Plusieurs défis économiques sont communs aux quatre pays: le vieillissement de la population, la prochaine réduction des fonds européens qui leur sont alloués et la dépendance à l’égard des investisseurs étrangers et de l’économie allemande. Certains défis sont nationaux. Par exemple, la Hongrie, qui fait figure de maillon faible, souffre d’une dette publique encore très élevée (70% du PIB) et d’un déficit budgétaire chronique. En Slovaquie (seul membre de l’Union à avoir adopté la monnaie unique), c’est la capacité réformatrice du gouvernement actuel qui s’est étiolée, comme l’atteste la récente reculade sur le dossier des retraites.

Les quatre pays sont confrontés à des problèmes récurrents pour contenir la corruption, préserver l’état de droit et assurer l’indépendance du système judiciaire.
Norbert Gaillard

Cependant, les principaux obstacles relèvent du domaine institutionnel. Les quatre pays sont confrontés à des problèmes récurrents pour contenir la corruption, préserver l’état de droit et assurer l’indépendance du système judiciaire. La Hongrie, la Slovaquie et la Pologne sont clairement sur la sellette.

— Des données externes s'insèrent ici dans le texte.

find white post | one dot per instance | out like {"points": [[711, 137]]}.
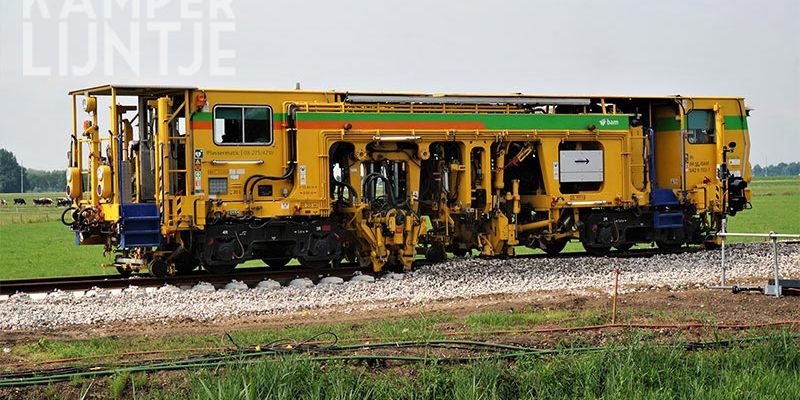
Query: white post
{"points": [[724, 237], [775, 265]]}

Les divers scandales et tragédies qui ont eu lieu ces dernières années sont donc loin d’être anecdotiques ou de simples faits divers. La République tchèque est moins touchée; d’ailleurs, la moyenne de ses indicateurs de gouvernance (calculés par la Banque mondiale) est supérieure à celle de l’Espagne.

Démocratisation de la région

Quelles conclusions tirer finalement de ces 30 dernières années? Tout d’abord, le groupe de Visegrad a remarquablement réussi son passage à l’économie de marché. Le prochain objectif est désormais d’assurer la montée en gamme de sa production industrielle et de ses services, à l’image de ce que la Corée du Sud a accompli depuis 20 ans.

Le groupe de Visegrad a remarquablement réussi son passage à l’économie de marché.
Norbert Gaillard


Ensuite, la démocratisation de la région est globalement satisfaisante mais la Hongrie, la Slovaquie et la Pologne peinent encore à intégrer les valeurs du libéralisme politique. Or, un État anciennement communiste comme l’Estonie a prouvé que cette mue était possible. Pour cela, il est indispensable d’écarter le pseudo-modèle de "démocratie illibérale" (expression méprisable et politiquement correcte servant à désigner le populisme) et de revenir précisément aux sources du libéralisme: transparence, impartialité, responsabilité et équilibre des pouvoirs.